The pieces of zircon were minuscule - no bigger than a grain of sand - but l ead study author Melanie Barboni, of the University of California in Los Angeles, said: "Size doesn't matter, they record amazing information nonetheless."
She noted that the moon holds "so much magic... the key to understand how our beautiful Earth formed and evolved".
Some of the eight zircon samples were used in a previous study, also conducted at UCLA.
Ms Barboni said she is studying more zircons from Apollo 14 samples, but does not expect the findings to change her estimate of 4.51 billion years for the moon's age - possibly extending it to 4.52 billion years at the most.
"It would be more a double-checking than anything else," she said of the research.
She and her colleagues - whose work appears in the journal Science Advances - are eager to learn more about the moon's history and, in turn, the evolution of early Earth and the entire solar system.
Apollo's Alan Shepard and Edgar Mitchell collected rocks and used tubes to dig up soil while exploring the moon's Fra Mauro highlands in February 1971.
They conducted two spacewalks, spending nine hours in total on the lunar surface.
It is the second major moon study detailed this week.
On Monday, Israeli scientists suggested Earth's constant companion may actually be a melting pot of many mini-moons.
Rather than one giant impact that shaved off a chunk of Earth and formed the moon, a series of smaller collisions may have created multiple moonlets that eventually merged into one, according to the researchers.

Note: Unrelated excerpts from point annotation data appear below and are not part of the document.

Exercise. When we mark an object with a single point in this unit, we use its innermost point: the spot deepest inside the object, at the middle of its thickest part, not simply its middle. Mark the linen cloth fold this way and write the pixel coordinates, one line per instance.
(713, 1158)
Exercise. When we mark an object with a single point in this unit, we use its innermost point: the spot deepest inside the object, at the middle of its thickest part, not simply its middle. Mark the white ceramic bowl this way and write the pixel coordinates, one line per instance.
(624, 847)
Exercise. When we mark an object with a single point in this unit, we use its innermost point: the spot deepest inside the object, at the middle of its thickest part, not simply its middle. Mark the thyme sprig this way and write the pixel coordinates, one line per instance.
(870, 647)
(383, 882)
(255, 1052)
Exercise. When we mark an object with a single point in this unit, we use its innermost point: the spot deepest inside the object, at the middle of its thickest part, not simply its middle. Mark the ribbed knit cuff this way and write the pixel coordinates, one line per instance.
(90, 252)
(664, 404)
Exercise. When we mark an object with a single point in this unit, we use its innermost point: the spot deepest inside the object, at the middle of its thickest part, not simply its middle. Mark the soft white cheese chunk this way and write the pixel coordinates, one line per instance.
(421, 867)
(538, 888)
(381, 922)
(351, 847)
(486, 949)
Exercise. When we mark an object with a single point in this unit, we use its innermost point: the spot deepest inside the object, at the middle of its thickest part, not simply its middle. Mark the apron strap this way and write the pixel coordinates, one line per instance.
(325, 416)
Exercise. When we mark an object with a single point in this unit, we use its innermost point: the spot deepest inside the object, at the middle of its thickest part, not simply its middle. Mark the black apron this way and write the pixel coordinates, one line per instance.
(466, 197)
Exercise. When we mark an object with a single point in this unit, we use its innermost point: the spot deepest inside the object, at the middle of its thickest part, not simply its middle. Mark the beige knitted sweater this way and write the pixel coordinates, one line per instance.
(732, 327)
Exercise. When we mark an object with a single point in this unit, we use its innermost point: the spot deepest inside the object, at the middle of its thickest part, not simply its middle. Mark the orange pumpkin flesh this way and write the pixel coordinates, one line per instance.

Ms Barboni said regardless of how the moon came to be - one big strike at Earth, many smaller ones, or even none at all - "you still end up at the end solidifying the moon as we know it today".
The giant impact theory claims the resulting energy formed a lunar lava ocean that later became solid. It is this solidification age that Ms Barboni and her team have now ascertained.
"We finally pinned down a minimum age for the moon formation," she said, "regardless of how it formed."